People advocated in ways that ranged from the very mundane to the very proactive and political; their actions could simply involve them being themselves to sharing life experiences; they might just require them to share practices with colleagues but they could also open up profound, troubling issues and personal positions. The people in these videos seemed to show a range of capacities, including a willingness to collaborate and share ideas, a capacity to take risks and put themselves in the public spotlight, as well as to explore their own identity, understandings and life histories, and to be open to issues which may be beyond their experience. You might have spotted that there was no mention of the need for teachers to go on training courses or transform their identity and practices, but that the advocacy on show was very much a result of having a concern for others and being an engaged citizen, with an interest in creating change.

There were a great many issues that were not in evidence; for example, issues of disability or additional support were largely missing, as were issues of gender or sexuality. People will be campaigning about these issues too. The authors of this course, for example, have seen films about issues such as advocating for refugees, children of military personnel and people experiencing hunger and poverty.

The breadth of advocacy is not something which can be defined by categories, issues or types. It requires ongoing flexibility which can respond to the numerous and fluid issues that arise in a school context. Advocating for others (or yourself), therefore, is not always simple and there are times where the process can bring people into contact with new understandings and practices. For example, policy advocacy can require that practitioners acquire the language and procedures used by policymakers (Aydarova et al., 2022). These practitioners may also need to push against barriers when attempting to make a policy difference beyond the school, where their expertise can be doubted or they can lack the support or time required to be fully involved in the various stages of policy making (Derrington & Anderson, 2020).
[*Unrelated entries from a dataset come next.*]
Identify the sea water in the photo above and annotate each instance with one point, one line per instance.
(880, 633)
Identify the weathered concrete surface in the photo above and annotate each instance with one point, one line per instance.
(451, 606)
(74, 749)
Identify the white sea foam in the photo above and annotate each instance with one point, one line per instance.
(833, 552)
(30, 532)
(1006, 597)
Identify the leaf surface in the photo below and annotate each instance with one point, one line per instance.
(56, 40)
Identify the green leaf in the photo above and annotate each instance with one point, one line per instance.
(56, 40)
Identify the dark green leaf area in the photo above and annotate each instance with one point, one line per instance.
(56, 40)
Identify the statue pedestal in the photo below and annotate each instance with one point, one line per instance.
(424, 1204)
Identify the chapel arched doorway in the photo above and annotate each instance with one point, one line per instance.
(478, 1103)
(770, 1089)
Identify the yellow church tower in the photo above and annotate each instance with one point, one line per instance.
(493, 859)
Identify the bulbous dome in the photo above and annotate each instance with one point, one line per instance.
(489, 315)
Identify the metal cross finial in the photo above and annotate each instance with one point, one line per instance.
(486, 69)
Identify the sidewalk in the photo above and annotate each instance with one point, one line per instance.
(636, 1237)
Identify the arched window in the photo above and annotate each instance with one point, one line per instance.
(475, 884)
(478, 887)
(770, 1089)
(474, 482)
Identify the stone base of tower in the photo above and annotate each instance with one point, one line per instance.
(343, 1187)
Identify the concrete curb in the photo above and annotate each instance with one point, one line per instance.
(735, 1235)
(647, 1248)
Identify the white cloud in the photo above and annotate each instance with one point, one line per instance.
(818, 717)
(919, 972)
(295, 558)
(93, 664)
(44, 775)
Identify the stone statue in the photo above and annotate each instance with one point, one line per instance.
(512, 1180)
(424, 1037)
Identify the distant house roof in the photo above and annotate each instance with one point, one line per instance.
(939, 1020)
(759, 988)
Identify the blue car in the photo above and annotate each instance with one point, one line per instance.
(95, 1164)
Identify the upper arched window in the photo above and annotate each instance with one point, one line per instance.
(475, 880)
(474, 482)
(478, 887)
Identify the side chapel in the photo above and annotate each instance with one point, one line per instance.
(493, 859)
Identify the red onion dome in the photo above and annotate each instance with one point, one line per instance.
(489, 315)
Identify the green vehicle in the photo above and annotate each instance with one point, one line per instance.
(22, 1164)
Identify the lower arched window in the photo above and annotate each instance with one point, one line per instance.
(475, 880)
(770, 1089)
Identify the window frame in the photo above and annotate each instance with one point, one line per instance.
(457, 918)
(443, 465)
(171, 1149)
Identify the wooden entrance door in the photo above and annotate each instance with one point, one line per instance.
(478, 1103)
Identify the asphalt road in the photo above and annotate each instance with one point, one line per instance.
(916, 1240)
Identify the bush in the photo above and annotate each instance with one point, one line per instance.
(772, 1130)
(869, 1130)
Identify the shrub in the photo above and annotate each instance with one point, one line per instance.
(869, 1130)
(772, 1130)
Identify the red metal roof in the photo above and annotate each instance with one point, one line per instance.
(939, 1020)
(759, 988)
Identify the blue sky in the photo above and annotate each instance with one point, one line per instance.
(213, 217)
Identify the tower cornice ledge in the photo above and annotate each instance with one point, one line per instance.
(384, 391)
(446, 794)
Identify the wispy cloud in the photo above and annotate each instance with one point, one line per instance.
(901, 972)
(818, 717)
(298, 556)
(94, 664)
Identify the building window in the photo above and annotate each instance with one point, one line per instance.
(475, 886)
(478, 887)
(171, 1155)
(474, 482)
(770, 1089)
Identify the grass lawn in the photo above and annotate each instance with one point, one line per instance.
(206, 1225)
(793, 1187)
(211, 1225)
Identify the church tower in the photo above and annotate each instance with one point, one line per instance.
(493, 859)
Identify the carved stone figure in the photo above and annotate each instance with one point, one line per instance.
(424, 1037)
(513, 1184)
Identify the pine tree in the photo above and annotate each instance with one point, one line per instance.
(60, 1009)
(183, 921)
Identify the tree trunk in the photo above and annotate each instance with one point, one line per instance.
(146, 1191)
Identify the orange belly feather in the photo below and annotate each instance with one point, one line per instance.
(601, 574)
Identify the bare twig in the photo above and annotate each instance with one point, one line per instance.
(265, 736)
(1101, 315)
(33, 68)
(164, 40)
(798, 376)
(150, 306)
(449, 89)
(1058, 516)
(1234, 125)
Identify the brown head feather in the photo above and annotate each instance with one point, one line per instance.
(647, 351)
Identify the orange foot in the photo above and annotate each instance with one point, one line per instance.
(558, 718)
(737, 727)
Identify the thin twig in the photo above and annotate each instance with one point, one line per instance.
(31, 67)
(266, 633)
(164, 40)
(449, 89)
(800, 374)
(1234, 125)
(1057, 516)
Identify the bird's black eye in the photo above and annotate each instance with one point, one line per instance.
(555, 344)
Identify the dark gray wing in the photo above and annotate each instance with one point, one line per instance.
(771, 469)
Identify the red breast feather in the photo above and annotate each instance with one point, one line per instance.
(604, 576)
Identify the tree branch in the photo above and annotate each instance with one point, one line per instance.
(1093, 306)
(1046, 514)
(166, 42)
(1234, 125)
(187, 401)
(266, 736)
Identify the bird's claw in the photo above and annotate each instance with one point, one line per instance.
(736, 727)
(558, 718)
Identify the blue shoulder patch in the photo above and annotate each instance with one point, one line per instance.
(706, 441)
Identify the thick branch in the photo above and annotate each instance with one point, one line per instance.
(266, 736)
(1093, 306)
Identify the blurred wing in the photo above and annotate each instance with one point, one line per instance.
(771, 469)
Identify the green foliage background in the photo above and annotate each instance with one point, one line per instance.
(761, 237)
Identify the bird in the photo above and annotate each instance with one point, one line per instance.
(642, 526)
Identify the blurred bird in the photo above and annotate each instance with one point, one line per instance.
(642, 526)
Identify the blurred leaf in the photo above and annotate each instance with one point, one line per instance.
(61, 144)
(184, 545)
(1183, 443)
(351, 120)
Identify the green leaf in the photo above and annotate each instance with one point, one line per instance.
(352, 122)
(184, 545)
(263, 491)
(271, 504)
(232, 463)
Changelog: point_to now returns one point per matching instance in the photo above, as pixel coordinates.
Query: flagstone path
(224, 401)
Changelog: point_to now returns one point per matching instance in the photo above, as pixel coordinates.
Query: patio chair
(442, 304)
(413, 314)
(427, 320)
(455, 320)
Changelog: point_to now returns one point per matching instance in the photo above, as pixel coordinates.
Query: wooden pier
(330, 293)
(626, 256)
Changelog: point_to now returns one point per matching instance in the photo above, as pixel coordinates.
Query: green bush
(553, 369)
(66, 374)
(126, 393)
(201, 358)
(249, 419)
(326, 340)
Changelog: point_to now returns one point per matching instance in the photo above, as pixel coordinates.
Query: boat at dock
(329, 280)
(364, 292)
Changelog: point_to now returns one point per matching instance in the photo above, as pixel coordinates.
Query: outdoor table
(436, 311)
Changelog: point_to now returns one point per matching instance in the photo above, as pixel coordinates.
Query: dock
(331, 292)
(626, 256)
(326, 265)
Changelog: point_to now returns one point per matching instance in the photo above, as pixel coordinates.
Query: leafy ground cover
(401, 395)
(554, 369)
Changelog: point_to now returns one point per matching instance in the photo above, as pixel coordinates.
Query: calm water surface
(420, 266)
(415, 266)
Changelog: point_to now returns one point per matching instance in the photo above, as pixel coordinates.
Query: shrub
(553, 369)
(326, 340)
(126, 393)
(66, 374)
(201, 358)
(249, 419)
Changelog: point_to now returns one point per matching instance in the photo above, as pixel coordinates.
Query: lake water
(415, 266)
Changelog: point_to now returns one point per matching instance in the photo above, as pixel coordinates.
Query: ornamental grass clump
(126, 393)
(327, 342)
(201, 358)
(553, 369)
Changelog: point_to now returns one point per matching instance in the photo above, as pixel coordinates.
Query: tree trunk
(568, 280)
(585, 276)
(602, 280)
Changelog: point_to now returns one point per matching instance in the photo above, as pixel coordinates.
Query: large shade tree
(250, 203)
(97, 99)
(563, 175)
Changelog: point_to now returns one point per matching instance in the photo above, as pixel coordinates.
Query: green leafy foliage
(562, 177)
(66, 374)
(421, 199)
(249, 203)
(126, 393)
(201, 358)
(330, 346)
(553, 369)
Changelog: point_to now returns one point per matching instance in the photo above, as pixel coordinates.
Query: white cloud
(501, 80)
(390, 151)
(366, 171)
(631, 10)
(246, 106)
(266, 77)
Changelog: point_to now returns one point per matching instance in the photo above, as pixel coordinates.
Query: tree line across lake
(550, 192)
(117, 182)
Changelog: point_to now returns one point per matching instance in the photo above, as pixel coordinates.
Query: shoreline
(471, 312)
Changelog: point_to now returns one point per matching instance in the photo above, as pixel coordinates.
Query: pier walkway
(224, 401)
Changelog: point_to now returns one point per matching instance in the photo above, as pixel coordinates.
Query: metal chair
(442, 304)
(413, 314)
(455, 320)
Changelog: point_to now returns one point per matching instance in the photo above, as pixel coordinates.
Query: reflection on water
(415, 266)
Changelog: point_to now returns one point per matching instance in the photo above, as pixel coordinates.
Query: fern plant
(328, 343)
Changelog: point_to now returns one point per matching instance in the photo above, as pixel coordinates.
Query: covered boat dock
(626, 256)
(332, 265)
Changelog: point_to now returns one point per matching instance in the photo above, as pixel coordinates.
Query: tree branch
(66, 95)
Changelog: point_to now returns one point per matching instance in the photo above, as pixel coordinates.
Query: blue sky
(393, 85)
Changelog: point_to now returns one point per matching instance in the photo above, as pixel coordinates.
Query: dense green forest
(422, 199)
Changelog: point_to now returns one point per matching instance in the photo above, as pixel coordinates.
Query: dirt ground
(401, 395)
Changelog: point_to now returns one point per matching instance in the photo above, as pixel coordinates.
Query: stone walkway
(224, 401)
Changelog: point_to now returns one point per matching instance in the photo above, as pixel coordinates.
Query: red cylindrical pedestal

Another challenge is ensuring that the manner or nature of what you are advocating for is in the best interests of the people you are advocating for. For example, many would suggest that viewing disability as a deficit in the child is very much against the interests of the child. Yet this is the dominant discourse used by schools and parents in talking about children’s interests and needs (for example Bacon & Causton-Theoharis, 2013). In seeking to support people in school we can easily be advocating for practices which actually marginalise them further.

The unintentional capacity for practitioners to misrepresent people is evident in an interesting study which looked at how teachers understand the community that their students come from. The disparities and injustices they identified did not properly reflect the students’ authentic communities and meant practitioner solutions placed responsibility on members of a presumed ‘community’. In order to properly understand the issues they were engaging with the researchers suggested: ‘teachers must be able to facilitate conversations to understand these disparities within the larger systemic-historical context’ (Philip et al., 2013, p. 182).

Cartoon of a messy young person ‘They always told me the chances were I’d fail’. ‘Strangely, Kevin rather liked Maths exams’.